Updated: February 12, 2022 08:18
Henry Santucci (file photo)
A man who killed a grandfather was yesterday ordered by the Supreme Court to be held in a mental hospital in Britain.
David Grant pleaded guilty to the manslaughter of Henry Santucci in May 2020 on the grounds of attenuated responsibility.
Acting Puisne Judge Juan Wolffe said in handing down his sentence that Bermuda “needs to do better” in dealing with offenders with mental health issues.
Mr Santucci, 60, was stabbed to death on May 16, 2020 in Pembroke.
The court heard that Grant, who Mr Wolffe said suffered from paranoid schizophrenia, attacked him on Princess Street in Pembroke.
Kentisha Tweed, for the Crown, said Mr Santucci became unstable and fell in the road.
She added that Grant “calmly” walked over to where Mr Santucci was lying face down and stabbed him.
Mr Santucci was rushed to King Edward VII Memorial Hospital but was pronounced dead by doctors.
Grant, 54, of Pembroke, was later arrested.
A victim impact statement from Debrina Howe, Mr Santucci’s daughter, was read out in court by Ms Tweed.
The statement revealed how the Covid-19 pandemic made Ms Howe’s grief worse and she felt ‘deprived’ of her last time with her father.
Ms Howe’s statement explained how she was affected by the death of her father, which she realized had begun to affect her daily life.
She said she signed up for counseling and has since made progress.
But Ms Howe added: ‘I will never be able to see, touch or hear my father again.
Ms Howe asked what was being done “as an island” to protect and treat people with mental health issues and prevent violent crime.
A victim impact statement from Mr Santucci’s son, also Henry Santucci, stressed that the victim’s grandchildren “can never have a real relationship” with him.
Elizabeth Christopher, Grant’s lawyer, said he had long struggled with mental illness and received help in the area where he lived with his mother.
She added that her family has always supported her.
Grant apologized to Mr.
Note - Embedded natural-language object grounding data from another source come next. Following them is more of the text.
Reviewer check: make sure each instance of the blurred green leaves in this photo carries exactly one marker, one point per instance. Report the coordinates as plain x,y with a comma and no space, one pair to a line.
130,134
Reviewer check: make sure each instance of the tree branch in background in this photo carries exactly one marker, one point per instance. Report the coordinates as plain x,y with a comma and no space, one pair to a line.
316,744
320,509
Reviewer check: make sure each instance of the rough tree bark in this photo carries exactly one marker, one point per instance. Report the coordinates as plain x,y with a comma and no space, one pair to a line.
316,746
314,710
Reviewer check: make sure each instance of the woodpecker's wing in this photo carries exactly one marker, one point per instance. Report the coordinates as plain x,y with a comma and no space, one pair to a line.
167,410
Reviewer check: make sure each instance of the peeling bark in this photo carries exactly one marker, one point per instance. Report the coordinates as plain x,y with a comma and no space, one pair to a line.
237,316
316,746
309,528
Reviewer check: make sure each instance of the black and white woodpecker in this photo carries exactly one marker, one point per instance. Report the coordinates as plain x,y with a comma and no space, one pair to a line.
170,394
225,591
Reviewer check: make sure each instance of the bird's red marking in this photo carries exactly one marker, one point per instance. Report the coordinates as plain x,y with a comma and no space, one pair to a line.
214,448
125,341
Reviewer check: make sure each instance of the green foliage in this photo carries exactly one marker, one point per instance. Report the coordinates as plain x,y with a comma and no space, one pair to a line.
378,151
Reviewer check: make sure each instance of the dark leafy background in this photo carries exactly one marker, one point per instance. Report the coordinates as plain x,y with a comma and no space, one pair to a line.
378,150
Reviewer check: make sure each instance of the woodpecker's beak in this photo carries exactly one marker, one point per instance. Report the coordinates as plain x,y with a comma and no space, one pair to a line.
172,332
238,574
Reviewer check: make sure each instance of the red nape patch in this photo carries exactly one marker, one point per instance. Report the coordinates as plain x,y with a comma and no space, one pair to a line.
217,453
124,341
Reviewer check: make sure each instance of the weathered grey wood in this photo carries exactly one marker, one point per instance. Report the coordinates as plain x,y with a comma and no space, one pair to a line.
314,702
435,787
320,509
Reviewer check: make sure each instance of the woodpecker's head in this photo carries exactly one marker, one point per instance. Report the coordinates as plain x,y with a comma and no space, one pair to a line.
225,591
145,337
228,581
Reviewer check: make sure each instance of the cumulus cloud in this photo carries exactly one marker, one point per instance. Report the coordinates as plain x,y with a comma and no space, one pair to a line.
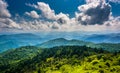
48,13
115,1
5,21
32,14
3,10
94,12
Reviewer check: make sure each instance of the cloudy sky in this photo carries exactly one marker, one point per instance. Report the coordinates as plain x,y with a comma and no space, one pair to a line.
59,15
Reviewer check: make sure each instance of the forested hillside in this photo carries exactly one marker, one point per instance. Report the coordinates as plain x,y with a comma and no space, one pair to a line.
64,59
Santucci’s family.
He added: “I did not want to commit this act against them.
“I would also like to apologize to my family for being an embarrassment.”
Mr Grant has apologized to the court and to the rest of the island “for being a threat to society”.
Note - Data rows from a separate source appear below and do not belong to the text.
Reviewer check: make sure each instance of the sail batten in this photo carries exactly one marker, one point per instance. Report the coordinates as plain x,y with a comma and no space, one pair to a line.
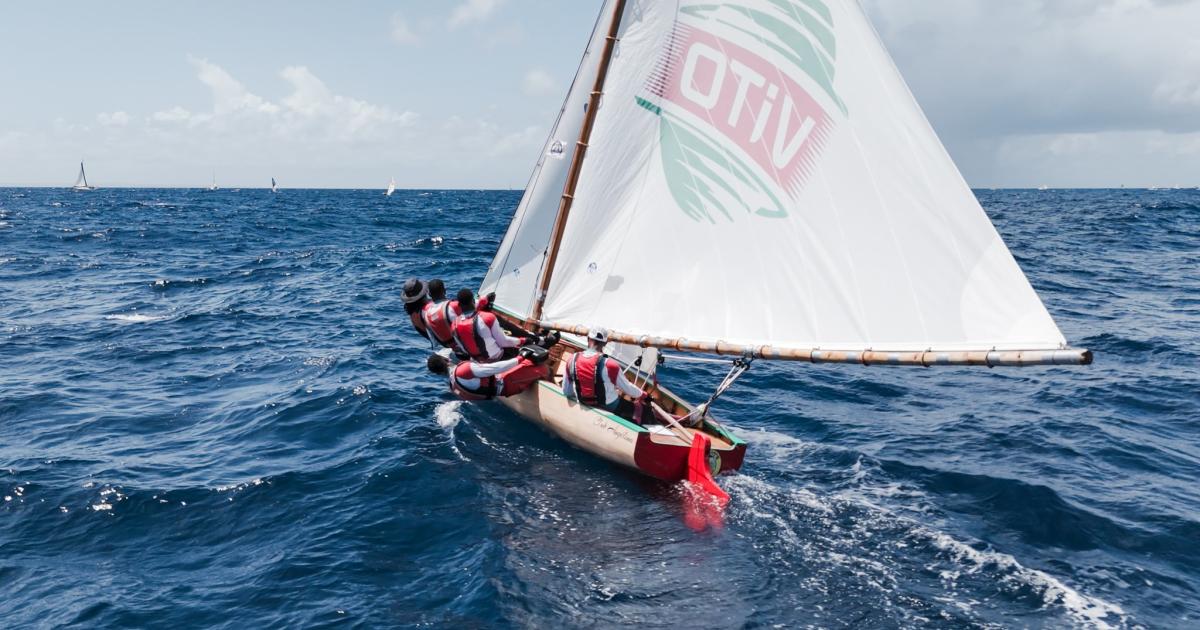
761,177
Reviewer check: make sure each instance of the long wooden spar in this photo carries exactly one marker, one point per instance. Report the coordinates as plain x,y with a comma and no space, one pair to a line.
573,178
816,355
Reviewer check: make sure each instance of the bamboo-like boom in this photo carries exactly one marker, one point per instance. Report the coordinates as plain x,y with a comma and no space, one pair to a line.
815,355
581,149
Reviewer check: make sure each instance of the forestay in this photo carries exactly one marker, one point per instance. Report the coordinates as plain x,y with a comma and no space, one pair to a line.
760,174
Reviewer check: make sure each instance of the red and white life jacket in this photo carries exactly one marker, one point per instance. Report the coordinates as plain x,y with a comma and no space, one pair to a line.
469,387
468,337
588,373
439,321
473,333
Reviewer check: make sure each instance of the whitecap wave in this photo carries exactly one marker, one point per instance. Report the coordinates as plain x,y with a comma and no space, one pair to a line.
135,318
449,414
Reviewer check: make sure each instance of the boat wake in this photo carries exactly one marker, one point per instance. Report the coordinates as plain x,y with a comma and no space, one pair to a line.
851,538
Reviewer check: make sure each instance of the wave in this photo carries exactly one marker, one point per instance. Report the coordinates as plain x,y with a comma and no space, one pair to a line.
135,318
Acting Puisne Judge Juan Wolffe (file photo by Akil Simmons)
Judge Wolffe told the court that Ms Howe ‘in the midst of her suffering, was able to articulate profound insight’ into the case.
He said: ‘She is absolutely right that we as a community need to do better in how we deal with those with mental health issues who are also offending.
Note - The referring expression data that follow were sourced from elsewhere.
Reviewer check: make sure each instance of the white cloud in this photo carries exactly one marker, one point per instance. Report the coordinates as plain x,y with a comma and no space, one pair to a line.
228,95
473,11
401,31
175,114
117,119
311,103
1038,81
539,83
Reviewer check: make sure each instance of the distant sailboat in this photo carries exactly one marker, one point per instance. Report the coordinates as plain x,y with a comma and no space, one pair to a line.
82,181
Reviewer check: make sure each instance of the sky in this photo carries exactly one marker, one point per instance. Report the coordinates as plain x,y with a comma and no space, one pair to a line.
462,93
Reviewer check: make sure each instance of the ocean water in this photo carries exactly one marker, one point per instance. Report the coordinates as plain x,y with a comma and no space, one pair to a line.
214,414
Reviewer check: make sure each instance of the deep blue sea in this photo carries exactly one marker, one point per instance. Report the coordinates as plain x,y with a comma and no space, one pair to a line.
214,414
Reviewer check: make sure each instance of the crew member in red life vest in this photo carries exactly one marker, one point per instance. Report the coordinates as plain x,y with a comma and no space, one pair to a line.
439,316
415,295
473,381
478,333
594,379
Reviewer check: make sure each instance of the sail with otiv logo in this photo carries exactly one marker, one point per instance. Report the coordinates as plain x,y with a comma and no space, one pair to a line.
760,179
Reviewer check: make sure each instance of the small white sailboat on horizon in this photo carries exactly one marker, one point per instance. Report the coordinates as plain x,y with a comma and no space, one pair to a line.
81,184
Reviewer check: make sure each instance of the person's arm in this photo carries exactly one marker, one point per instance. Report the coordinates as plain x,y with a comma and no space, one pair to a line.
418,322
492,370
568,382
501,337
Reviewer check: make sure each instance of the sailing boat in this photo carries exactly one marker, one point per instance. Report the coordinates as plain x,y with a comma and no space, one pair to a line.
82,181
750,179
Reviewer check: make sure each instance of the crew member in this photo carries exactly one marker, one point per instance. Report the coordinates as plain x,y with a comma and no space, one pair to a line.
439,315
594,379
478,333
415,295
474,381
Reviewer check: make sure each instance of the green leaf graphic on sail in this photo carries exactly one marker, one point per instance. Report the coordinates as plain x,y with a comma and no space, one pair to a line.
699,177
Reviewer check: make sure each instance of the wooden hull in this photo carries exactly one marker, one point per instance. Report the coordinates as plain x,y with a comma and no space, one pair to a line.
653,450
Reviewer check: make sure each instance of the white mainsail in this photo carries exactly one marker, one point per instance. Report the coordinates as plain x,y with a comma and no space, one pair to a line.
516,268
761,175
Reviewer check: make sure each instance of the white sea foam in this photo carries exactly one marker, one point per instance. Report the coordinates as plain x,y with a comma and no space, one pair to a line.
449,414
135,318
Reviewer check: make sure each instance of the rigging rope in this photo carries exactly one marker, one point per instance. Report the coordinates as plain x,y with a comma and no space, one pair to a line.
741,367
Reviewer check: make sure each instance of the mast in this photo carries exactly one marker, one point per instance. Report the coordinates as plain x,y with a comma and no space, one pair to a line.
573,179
Judge Wolffe said he suspected more people like Grant might be “under the radar” but could commit serious offenses at any time.
He added that a specialist center where “this population” could be treated should be considered.
Judge Wolffe said the case was “a serious matter … punctuated by the fact that the defendant has already committed offences”.
He added that the most appropriate solution was to authorize Grant’s detention in hospital under the Mental Health Act.
The court heard arrangements had been made with St Andrew’s Healthcare in Northampton, England.
Ms Howe said after Grant’s sentencing: ‘Although justice has been served today, it does not bring my father back.
“Mr. Grant has another opportunity to make the right choices this time around.”
She added that she hoped Grant would “take the time to think things through.”
Ms Howe, a nurse at KEMH, said: ‘Often people with mental illness tend to accept what society says about them, but within himself he has to find peace and get over those things.